Outro dia escrevi sobre uma música do Zé Rodrix, “Jonas e a Baleia”. É uma obra de arte, um dos mais trepidantes rocks do Brasil em todos os tempos. A letra é intrigante, a melodia é envolvente, ninguém fica indiferente à história do Mestre Jonas, que não quer sair de dentro da barriga da baleia que o engoliu.
Mas essa nem é a melhor música do Zé Rodrix. A melhor é um dos maiores clássicos da MPB, “Casa no Campo”, que Elis Regina imortalizou com sua voz de metal e mel.
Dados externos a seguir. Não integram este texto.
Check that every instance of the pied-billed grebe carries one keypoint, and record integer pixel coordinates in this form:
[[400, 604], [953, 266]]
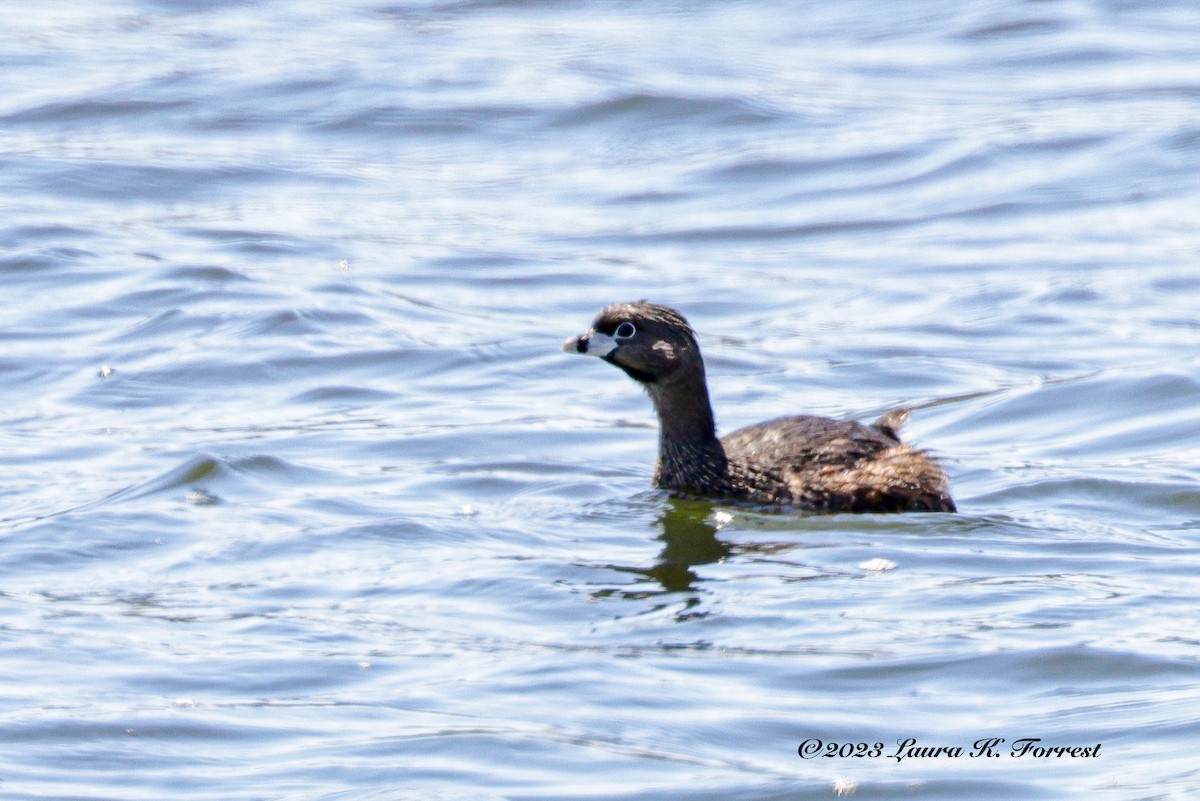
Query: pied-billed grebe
[[808, 462]]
Quando ouço Casa no Campo, me emociono. Se estou ouvindo a música sozinho, concentrado apenas nela, sinto a grandeza da poesia em combinação com o arranjo perfeito, e aquele som me bate no peito, e quando a Elis canta:
“Eu quero uma casa no campo
Onde eu possa compor muitos rocks rurais
Onde eu possa plantar meus amigos, meus discos, meus livros
E nada mais”.
Quando ela canta essa estrofe, os olhos marejam.
Sou mesmo um sentimental...
Acontece que o Zé Rodrix é subestimado. Ele era um compositor original, iluminado e cheio de recursos. Mesmo suas músicas mais simples têm algo que faz o ouvinte pensar. Vou tomar como exemplo uma canção que ele compôs no final dos anos 70 e que até alcançou algum sucesso. Chama-se “Quando Será”. Não é um rock rural, como ele gostava; é uma rumba. No refrão, Zé Rodrix pergunta:
“Quando será o dia da minha sorte?
Sei que antes da minha morte eu sei que esse dia chegará”.
Aí está uma ideia é fascinante. O sujeito é uma pessoa comum, nada de excepcional acontece com ele, mas haverá um dia que será único: o dia da sua sorte. Então, tudo vai dar certo, coisas maravilhosas ocorrerão e ele, naquele período, será muito feliz.
Faz sentido termos um dia da nossa sorte, não é? Porque, afinal, a vida é surpreendente. Você faz um plano e a vida vai lá e modifica tudo. De nada adiantou todo o seu cálculo, toda a sua antecipação, a vida quer empurrá-lo para outro caminho. Eu, sabedor disso, faço como os chineses e o Zeca Pagodinho: deixo a vida me levar.
A propósito, certa feita uma gravadora queria que Roberto Carlos interpretasse “Deixa a Vida me Levar”, e ele respondeu:
— A vida não me leva, bicho.
Uma pequena arrogância do Rei. É claro que a vida joga com ele, como joga com todos nós.
Assim, o mais saudável é não se opor, nem se desesperar. O mais saudável é relaxar e aproveitar o que vai acontecendo pelo caminho. Então, lá adiante, quando você estiver no lugar em que a vida quis colocá-lo, você olhará para trás e constatará: “Tive dias da minha sorte. Tive muitos. E foram bons”.